When eigenvalues are to be computed to high relative accuracy, it is often preferable to work with LDL^T factorizations instead of the original tridiagonal T, see for example the MRRR algorithm. In these cases, the Sturm count has to be computed from LDL^T. The differential stationary and progressive qds algorithms are the methods of choice.
While it seems trivial to replace T by LDL^T, in reality these algorithms are more complicated: in IEEE-754 arithmetic, a zero pivot produces an overflow, followed by an invalid exception (NaN), that renders the Sturm count incorrect.
We present alternative, safe formulations that are guaranteed to produce the correct result.

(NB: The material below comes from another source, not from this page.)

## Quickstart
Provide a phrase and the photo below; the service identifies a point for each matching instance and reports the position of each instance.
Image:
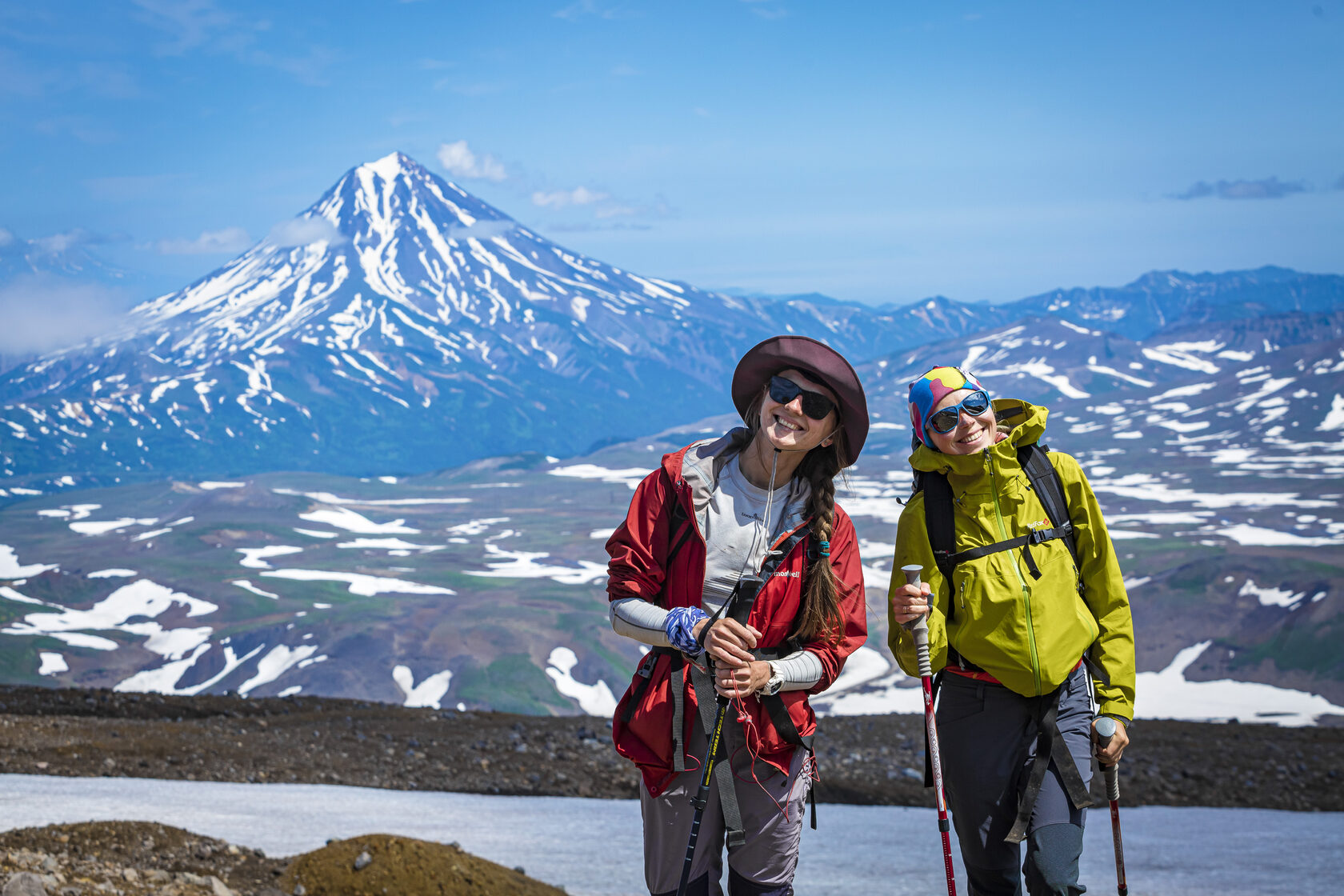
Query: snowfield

Benchmarking these algorithms on a variety of platforms shows that the original formulation without tests is always faster provided no exception occurs. The transforms see speed-ups of up to 2.6 times over the careful formulations.
Tests on industrial matrices show that encountering exceptions in practice is rare. This leads to the following design: First, compute the Sturm count by the fast but unsafe algorithm. Then, if an exception occurred, recompute the count by a safe, slower alternative.
The improved Sturm count algorithms improve the speed of bisection by up to 2 times on our test matrices. Furthermore, unlike the traditional tiny-pivot substitution, proper use of IEEE-754 features provides a careful formulation that imposes no input range restrictions.